A second strategy that she shared is realizing that you have a choice in how you respond when your outdated negative scripts or beliefs get triggered at work. “There are two ways to live your career: either on the unconscious wounded career path, where you’re automatically and unconsciously responding when you get triggered, or by realizing that you can actually step onto the conscious healing career path,” she said. Schmitt Winchester explained the latter as becoming aware that when you are triggered, there’s an opportunity to interpret what happens differently than you usually do. The key is to choose a different response than your usual approval-seeking tendencies.
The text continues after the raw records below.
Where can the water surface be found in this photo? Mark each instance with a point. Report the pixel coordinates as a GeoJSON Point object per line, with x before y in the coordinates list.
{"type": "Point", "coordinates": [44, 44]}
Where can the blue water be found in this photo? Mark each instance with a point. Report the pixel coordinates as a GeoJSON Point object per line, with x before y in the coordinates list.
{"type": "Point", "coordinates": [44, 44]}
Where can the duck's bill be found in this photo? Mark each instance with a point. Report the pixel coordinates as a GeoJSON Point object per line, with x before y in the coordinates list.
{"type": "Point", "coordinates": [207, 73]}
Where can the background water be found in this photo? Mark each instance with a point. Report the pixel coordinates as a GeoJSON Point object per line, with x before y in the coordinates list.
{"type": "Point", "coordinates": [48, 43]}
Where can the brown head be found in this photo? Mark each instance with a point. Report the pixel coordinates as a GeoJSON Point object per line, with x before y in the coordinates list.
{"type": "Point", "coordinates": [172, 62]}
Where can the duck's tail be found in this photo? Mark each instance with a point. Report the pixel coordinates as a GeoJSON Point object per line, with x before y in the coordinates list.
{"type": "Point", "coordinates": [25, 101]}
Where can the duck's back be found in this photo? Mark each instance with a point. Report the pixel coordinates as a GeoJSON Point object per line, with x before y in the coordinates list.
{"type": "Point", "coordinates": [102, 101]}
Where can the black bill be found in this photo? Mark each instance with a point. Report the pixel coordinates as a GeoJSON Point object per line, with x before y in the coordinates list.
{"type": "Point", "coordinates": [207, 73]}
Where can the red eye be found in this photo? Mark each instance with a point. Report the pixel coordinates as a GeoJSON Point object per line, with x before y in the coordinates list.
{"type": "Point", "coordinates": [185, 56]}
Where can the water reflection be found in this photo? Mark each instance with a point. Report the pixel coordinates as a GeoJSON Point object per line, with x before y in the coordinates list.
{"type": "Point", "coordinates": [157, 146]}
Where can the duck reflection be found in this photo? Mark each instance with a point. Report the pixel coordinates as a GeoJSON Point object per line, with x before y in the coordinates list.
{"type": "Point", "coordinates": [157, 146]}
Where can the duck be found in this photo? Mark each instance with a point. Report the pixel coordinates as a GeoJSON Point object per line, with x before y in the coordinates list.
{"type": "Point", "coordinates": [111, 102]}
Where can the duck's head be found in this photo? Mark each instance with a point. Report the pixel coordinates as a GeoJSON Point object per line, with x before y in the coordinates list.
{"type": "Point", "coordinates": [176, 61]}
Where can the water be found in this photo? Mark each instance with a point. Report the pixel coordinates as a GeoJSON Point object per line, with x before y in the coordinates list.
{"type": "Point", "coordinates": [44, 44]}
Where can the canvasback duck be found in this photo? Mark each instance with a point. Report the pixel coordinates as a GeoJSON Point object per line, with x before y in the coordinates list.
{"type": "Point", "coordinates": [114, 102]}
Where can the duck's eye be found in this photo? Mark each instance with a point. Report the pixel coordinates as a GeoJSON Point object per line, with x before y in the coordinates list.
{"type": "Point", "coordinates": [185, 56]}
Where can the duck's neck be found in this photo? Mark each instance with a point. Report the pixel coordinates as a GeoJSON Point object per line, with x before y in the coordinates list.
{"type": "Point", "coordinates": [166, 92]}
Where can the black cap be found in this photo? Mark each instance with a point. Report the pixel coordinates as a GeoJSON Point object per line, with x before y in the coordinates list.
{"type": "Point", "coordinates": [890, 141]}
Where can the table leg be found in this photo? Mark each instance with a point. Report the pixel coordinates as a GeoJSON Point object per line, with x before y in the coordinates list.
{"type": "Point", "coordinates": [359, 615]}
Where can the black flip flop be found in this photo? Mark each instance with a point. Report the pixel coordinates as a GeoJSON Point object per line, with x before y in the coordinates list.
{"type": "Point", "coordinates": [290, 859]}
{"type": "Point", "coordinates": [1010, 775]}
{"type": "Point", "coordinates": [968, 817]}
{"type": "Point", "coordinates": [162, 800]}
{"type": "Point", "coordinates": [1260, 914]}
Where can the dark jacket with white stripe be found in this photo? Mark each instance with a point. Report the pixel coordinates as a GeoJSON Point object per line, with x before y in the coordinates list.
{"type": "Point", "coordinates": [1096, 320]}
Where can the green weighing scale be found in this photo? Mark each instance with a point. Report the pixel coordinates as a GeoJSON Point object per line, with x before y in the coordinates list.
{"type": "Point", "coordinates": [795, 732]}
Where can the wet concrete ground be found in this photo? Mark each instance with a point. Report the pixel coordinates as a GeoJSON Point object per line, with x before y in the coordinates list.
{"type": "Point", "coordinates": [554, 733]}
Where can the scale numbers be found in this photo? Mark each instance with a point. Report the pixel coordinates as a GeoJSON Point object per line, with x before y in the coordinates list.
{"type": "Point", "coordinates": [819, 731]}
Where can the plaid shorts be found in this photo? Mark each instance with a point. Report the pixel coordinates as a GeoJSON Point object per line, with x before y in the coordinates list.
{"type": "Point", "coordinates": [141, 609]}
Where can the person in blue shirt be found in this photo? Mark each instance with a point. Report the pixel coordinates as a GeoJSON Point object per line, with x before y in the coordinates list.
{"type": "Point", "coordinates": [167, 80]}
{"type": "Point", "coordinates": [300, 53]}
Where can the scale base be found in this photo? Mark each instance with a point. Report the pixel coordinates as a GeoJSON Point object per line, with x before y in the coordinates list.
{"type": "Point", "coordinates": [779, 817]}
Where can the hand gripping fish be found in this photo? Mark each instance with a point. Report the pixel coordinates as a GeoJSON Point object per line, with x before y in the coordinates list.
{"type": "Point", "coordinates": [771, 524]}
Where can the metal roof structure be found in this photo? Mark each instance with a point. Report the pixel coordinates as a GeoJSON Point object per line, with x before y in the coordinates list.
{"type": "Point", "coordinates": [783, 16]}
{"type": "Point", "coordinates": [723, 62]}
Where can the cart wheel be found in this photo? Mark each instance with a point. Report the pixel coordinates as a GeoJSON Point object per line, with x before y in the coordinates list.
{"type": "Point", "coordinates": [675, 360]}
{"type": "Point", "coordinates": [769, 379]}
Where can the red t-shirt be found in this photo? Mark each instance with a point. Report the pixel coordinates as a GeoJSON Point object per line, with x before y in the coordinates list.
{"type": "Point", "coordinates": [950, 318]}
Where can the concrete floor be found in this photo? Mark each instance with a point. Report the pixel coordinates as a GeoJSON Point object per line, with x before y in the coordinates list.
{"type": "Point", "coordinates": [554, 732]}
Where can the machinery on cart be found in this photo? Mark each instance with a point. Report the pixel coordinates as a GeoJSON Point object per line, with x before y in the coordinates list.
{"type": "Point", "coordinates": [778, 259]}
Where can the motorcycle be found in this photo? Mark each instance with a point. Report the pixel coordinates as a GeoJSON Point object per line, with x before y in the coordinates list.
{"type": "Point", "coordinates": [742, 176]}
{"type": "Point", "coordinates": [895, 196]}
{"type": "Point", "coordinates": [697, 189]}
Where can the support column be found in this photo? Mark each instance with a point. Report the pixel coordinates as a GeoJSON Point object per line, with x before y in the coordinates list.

A third but related strategy is to welcome workplace conflicts as opportunities to practice leveraging a different response than your usual fallback response. “Try not to say yes to something that someone else can do,” Schmitt Winchester advised. You can also learn how to say no with grace, and if you do decline to do something, offer a solution. “Say no with an alternative scenario,” she said. “Like, ‘this isn’t the thing for me to do, but Sandra down the hall would really welcome that opportunity.'”

A final strategy is that when you feel triggered into people pleasing, take a break to regain a more powerful, centered sense of self. “When you start to feel that you’re not worthy, and like you’re immediately going into people-pleasing mode, this is an opportunity to go take a five-minute walk just to get away,” Schmitt Winchester said. “What you’re doing is breaking the trigger.”